15 Jul It’s All a Question of Integrity
It’s a Saturday morning. I just finished my second cup of strong coffee and my reading of an “Opinion” article in the Wall Street Journal describing “…Dr. Stossel, a hematologist and medical researcher…who is reawakening the conflict of interest argument.” During my surgical residency, my own research was supported by private companies as well as the United States Army. I never considered such financial assistance as a “conflict of interest.” It was merely an interest group supporting research that could be beneficial to their goals. I certainly never looked at the work done as needing predetermined results. Why? It was about the integrity of the individual doing the work. As a young researcher whose fervor for knowledge continues to this day, it never occurred to me to design an experiment so that the outcome would be assured. The hypothesis was either proven or supported by the experimental results or it wasn’t. More commonly, the data led to inconclusive results, experimental redesign, more data and finally a decision regarding the original hypothesis. Abandonment of the original concept was always an option.
Of more immediate concern to me are articles that I have had published and seminars I have given which have needed to include a “possible conflict of interest” statement. Do I really think I am conflicted in what I write or what I say? No, I do not but such a requirement has now become common because company sponsorship or grants of aid, etc., have become a stigmatized form of financial support that all research requires even when it is done at third party facilities. If I did or financially supported my own research, no matter how disciplined and methodical the process, the data obtained would immediately by suspect for no other reason than the suspicion that I lacked integrity. It would be assumed that I would not be obliged to tell the truth.
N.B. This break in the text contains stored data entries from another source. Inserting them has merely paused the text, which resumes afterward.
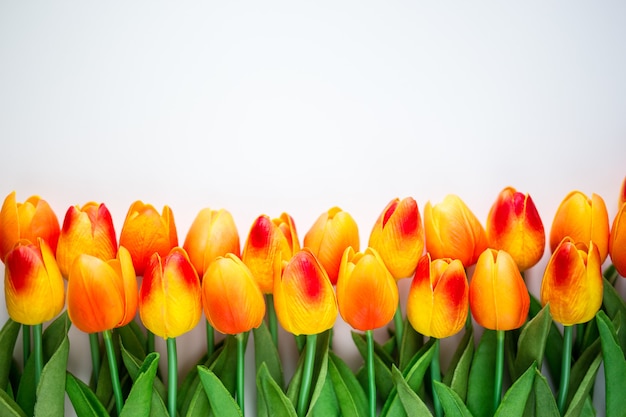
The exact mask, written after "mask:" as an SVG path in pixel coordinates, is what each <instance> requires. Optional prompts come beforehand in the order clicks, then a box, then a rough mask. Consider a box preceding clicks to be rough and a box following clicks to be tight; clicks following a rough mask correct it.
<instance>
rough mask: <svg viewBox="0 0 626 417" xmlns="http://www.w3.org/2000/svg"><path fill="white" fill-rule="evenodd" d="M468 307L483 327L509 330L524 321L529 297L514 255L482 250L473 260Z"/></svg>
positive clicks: (516, 327)
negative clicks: (483, 251) (474, 259)
mask: <svg viewBox="0 0 626 417" xmlns="http://www.w3.org/2000/svg"><path fill="white" fill-rule="evenodd" d="M469 299H470V309H471V310H472V315H473V316H474V319H476V322H478V324H480V325H481V326H483V327H484V328H486V329H491V330H512V329H517V328H519V327H521V326H522V325H523V324H524V322H525V321H526V317H527V315H528V308H529V307H530V296H529V295H528V289H527V288H526V284H525V283H524V279H523V278H522V275H521V274H520V272H519V268H518V267H517V264H516V263H515V261H514V260H513V257H512V256H511V255H509V254H508V253H507V252H505V251H502V250H500V251H496V250H495V249H487V250H485V251H484V252H483V253H482V254H481V255H480V257H479V258H478V262H477V263H476V268H475V269H474V275H473V276H472V280H471V281H470V289H469Z"/></svg>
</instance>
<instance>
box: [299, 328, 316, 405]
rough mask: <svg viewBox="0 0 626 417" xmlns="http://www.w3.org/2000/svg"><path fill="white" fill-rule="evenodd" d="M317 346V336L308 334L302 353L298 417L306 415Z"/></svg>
mask: <svg viewBox="0 0 626 417" xmlns="http://www.w3.org/2000/svg"><path fill="white" fill-rule="evenodd" d="M316 345H317V334H310V335H307V337H306V350H305V352H304V355H305V356H304V369H303V371H302V382H301V384H300V393H299V395H298V416H299V417H303V416H304V415H305V414H306V411H307V406H308V402H309V392H310V391H311V379H312V377H313V365H314V362H315V348H316Z"/></svg>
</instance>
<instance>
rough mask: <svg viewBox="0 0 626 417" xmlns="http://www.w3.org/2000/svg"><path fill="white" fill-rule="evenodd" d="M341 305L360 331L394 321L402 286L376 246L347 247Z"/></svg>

But the problem of believability is much worse since the third party data is also suspect if it was supported by an interested party suggesting that favorable results were obtained to promote additional financial support. Is there no one left with the integrity to seek the truth? Should we discard the results of research if it supports the value of a company’s products or services? Of course not but to do so we must accept an author’s methods and conclusions as based on his or her integrity. Is there a back-up to such criticism? Absolutely! It is called repeating the experiments at another laboratory but that takes time and money and authorship. Why bother when disparagement and ridicule of published research data contrary to a competitor’s marketing hype can get media coverage?
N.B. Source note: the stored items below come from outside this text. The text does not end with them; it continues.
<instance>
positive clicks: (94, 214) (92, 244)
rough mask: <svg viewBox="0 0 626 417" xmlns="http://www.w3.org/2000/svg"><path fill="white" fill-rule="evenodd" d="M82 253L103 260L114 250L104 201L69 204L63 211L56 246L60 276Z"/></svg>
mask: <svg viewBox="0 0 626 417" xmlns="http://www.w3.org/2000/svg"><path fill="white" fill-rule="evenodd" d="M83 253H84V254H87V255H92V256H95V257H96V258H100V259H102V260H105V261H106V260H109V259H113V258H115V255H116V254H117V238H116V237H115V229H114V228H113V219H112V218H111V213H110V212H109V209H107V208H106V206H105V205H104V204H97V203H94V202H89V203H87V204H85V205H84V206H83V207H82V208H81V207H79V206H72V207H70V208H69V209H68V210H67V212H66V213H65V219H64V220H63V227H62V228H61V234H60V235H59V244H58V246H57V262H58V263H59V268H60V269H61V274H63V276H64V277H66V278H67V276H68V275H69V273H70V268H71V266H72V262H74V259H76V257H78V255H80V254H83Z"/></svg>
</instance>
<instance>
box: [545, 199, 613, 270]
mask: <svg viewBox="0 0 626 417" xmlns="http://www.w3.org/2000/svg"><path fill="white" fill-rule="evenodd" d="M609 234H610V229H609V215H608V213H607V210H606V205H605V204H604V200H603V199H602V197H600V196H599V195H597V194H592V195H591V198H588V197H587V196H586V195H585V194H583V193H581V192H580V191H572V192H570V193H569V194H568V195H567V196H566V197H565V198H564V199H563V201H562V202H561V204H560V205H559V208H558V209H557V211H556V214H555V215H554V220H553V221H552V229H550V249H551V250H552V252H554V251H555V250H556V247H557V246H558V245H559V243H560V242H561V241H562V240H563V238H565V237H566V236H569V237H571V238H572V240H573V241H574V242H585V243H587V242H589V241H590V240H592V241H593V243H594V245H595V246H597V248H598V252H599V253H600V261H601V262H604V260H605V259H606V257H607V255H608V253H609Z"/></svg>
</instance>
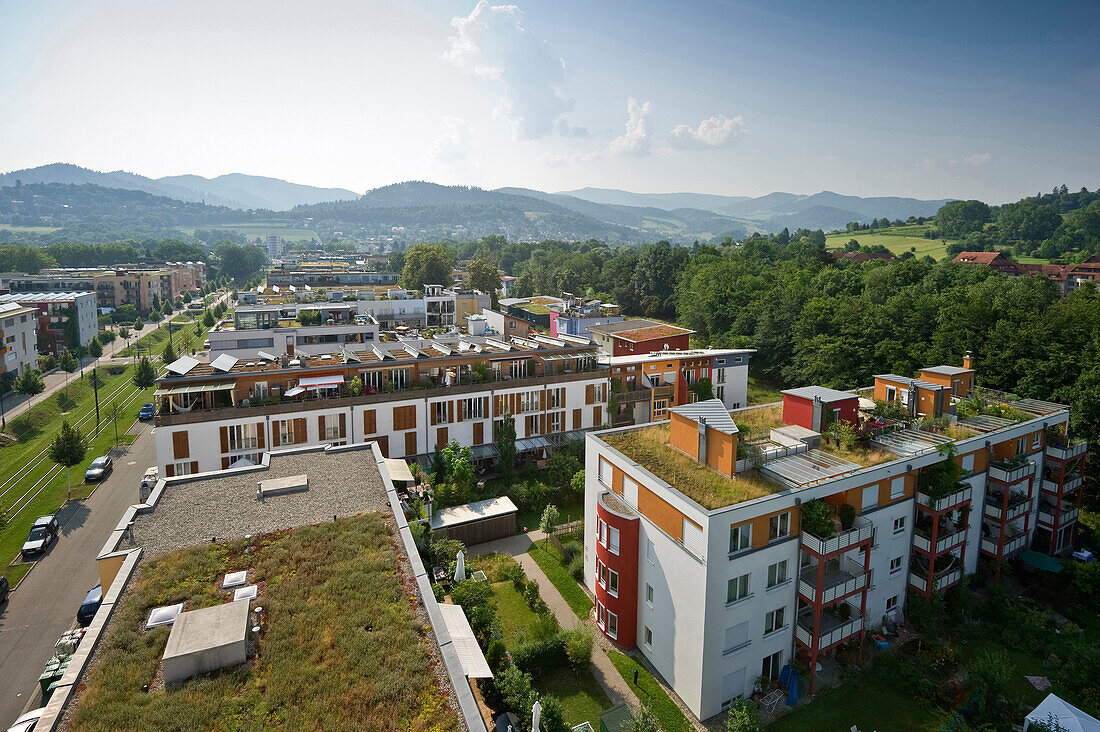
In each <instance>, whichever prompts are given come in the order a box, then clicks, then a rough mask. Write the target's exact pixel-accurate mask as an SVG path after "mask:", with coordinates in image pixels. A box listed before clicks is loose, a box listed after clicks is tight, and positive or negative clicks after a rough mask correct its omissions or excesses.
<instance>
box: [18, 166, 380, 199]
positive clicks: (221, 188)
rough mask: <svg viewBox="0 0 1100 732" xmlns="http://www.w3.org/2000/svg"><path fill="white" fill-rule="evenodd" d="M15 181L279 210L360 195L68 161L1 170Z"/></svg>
mask: <svg viewBox="0 0 1100 732" xmlns="http://www.w3.org/2000/svg"><path fill="white" fill-rule="evenodd" d="M15 181H20V182H21V183H24V184H29V183H72V184H77V185H80V184H85V183H90V184H94V185H98V186H103V187H106V188H122V189H125V190H144V192H145V193H147V194H152V195H154V196H166V197H168V198H175V199H176V200H186V201H191V203H206V204H211V205H213V206H227V207H229V208H239V209H250V208H266V209H271V210H275V211H282V210H286V209H288V208H294V207H295V206H300V205H303V204H319V203H321V201H327V200H343V199H352V198H359V194H356V193H353V192H351V190H346V189H344V188H316V187H313V186H304V185H299V184H297V183H287V182H286V181H281V179H278V178H265V177H263V176H259V175H243V174H241V173H231V174H229V175H219V176H218V177H217V178H204V177H202V176H200V175H172V176H167V177H163V178H147V177H145V176H143V175H135V174H134V173H127V172H125V171H114V172H112V173H100V172H99V171H91V170H88V168H86V167H80V166H79V165H72V164H69V163H54V164H52V165H41V166H38V167H31V168H24V170H22V171H13V172H11V173H3V174H0V186H13V185H15Z"/></svg>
More to the point, surgical facilities cry out for documentation to support purchases for their operating rooms, preferably from independent laboratories. When available, such data should be used by hospital committees for their cost-effective analyses. If these studies are to be useful, however, those charged with decision-making must accept that such studies were performed by people with integrity and that their work was supported by companies that simply wanted to know the truth about the value of their products or services.
Contracts and cost containment are important but so too is a commitment to improve patient care based on claims with evidence-based documentation.